ALTUĞ: Alman devleti geniş ölçüde İslam ile tanıştıktan elli sene sonra İslam’ı resmi din olarak kabul etmeye başladı. Bu tarihi adımın toplum tarafından da yeterli ölçüde kabul görmesi bir müddet daha zaman alacak gibi görünse de bu süreç artık geri döndürülemeyecek bir aşamaya gelmiştir. Dolayısıyla bugün itibarıyla İslam Almanya’nın bir parçası olmuştur, bununla birlikte Müslümanların geleceği Almanya’da olduğu gibi Almanya’nın geleceğini de Müslümanlar Müslüman olmayanlar ile birlikte şekillendireceklerdir. Dolayısıyla Müslüman toplumu olarak tarihi sorumluluğumuzu daha iyi kavramamız ve bu görevi sahiplenmemiz gerekiyor. İçinde yaşadığımız toplum artık bizim toplumumuzdur, bu toplumun mutlulukları ve güzelliklerini paylaşırken onun sorunları ve dertleri ile de ilgilenmemiz ve toplumun her safhasında Müslümanlar olarak katkı sağlamalıyız. Alman toplumunun sesimizi duymasını istiyorsak, bizim de bu topluma söyleyecek sözümüz olmalıdır. Bunun olabilmesi için her şeyden önce daha fazla eğitime ihtiyacımız var. Dinimizi ve kültürümüzü gelecek nesillerimize aktarmak için kurum ve camilerimizdeki eğitimimize ağırlık vermeli, toplumsal görevlerimizi daha iyi yerine getirmek ve bu toplumda hak ettiğimiz yerimizi alabilmemiz için çocuklarımızı okullarda daha başarılı olmaları ve kendilerini en iyi şekilde yetiştirmeleri için teşvik etmeli ve desteklemeliyiz. Resulullah Efendimiz’in “Hiç bilenle bilmeyen bir olur mu!” sözü daima bize ışık tutmalıdır.
İslam Kültür Merkezleri Birliği’nden (VİKZ) Murat Pırıldar
“BUNDAN SONRA HAKLARIMIZI DAHA RAHAT İFADE EDECEĞIZ”
ZAMAN: Müslümanlarla yapılan anlaşmadan ne anlayabiliriz?

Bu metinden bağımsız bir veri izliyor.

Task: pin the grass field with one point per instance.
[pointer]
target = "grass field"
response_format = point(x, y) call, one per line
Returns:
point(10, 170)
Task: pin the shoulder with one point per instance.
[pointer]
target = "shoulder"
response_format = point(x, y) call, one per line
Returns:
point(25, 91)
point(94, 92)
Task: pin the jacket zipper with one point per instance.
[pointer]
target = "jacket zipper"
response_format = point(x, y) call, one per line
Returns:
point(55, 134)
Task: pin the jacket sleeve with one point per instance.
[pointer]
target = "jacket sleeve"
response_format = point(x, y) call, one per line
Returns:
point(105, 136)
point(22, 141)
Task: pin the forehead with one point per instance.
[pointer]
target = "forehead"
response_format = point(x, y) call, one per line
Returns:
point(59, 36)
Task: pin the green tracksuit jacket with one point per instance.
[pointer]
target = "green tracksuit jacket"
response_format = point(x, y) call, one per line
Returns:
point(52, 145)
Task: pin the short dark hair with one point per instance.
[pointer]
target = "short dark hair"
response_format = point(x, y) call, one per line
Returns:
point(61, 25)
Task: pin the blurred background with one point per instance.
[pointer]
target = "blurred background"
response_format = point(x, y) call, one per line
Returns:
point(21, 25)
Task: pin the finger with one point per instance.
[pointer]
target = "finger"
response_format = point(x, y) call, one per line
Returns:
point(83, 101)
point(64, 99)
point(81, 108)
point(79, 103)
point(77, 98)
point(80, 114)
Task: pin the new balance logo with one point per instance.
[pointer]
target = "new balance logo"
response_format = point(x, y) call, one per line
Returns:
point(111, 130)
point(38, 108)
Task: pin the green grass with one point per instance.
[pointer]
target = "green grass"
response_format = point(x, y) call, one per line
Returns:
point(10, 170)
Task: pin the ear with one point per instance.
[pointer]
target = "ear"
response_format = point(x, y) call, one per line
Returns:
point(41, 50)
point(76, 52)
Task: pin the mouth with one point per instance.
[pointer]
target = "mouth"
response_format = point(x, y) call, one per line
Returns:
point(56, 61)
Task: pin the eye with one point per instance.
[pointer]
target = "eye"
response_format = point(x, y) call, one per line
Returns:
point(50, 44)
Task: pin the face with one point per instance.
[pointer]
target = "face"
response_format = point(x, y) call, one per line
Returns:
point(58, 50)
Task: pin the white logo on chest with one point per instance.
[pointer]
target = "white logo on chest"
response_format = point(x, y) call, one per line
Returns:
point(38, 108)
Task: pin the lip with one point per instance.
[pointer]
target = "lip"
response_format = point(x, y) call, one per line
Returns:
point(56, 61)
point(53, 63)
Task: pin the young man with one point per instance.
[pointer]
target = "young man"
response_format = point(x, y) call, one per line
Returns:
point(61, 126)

PIRILDAR: Din özgürlüğü, dini bayramlar, yüksek eğtim, okullarda din dersi ile ilgili eğitim düzeni, hastane, hapishane gibi kamu kurumlarında hizmet verme, kamusal ve özel medya ile olan ilişkiler, gayrimenkul ve imar mevzuatı, cenaze ve defin mevzuunda İslami usullerin uygulanması ve geleceğe yönelik maddeler.
ZAMAN: ‚Devlet Anlaşması‘ başka neleri kapsıyor?
PIRILDAR: Metinde zikrolunan maddeler, dini bayramların tanınması ve okullarda din dersi verme hakkının verilmesi hariç başka kanun ve yönetmeliklerde mahfuz haklar olması hasebi ile bir iyi niyet ifadesi olarak değerlendirilebilir.
ZAMAN: İleride bu anlaşmanın içerisine kiliseler gibi din dersi verme hakkı, İslami kuruluşların dini cemaat olarak tanınması ve benzeri eşit haklar olarak nitelendirilebilecek maddeler eklenebilecek mi?
PIRILDAR: Bu maddeler bu konuları içermektedir. Anlaşma gereği 10 yıl sonra, yapılan tecrübeler ışığında ihtiyaca göre metinde değişiklik mümkün.
ZAMAN: Anlaşma sonrası, örneğin her hangi bir konuda şöyle bir talebimiz olsaydı dediğiniz konu var mı?
PIRILDAR: Elzem olan konu İslamiyet’in resmen tanınması idi ve bu gerçekleşmiş oldu. Diğer maddelerin tamamı bu elde edilmiş olan hakka bağlı olması hasebi ile bize “Bu fırsatı kaçırdık!“ dedirtecek bir durum kalmadı. Aksine, bundan sonra olacak taleplerimizi daha rahat ifade etme hakkı elde edilmiş oldu.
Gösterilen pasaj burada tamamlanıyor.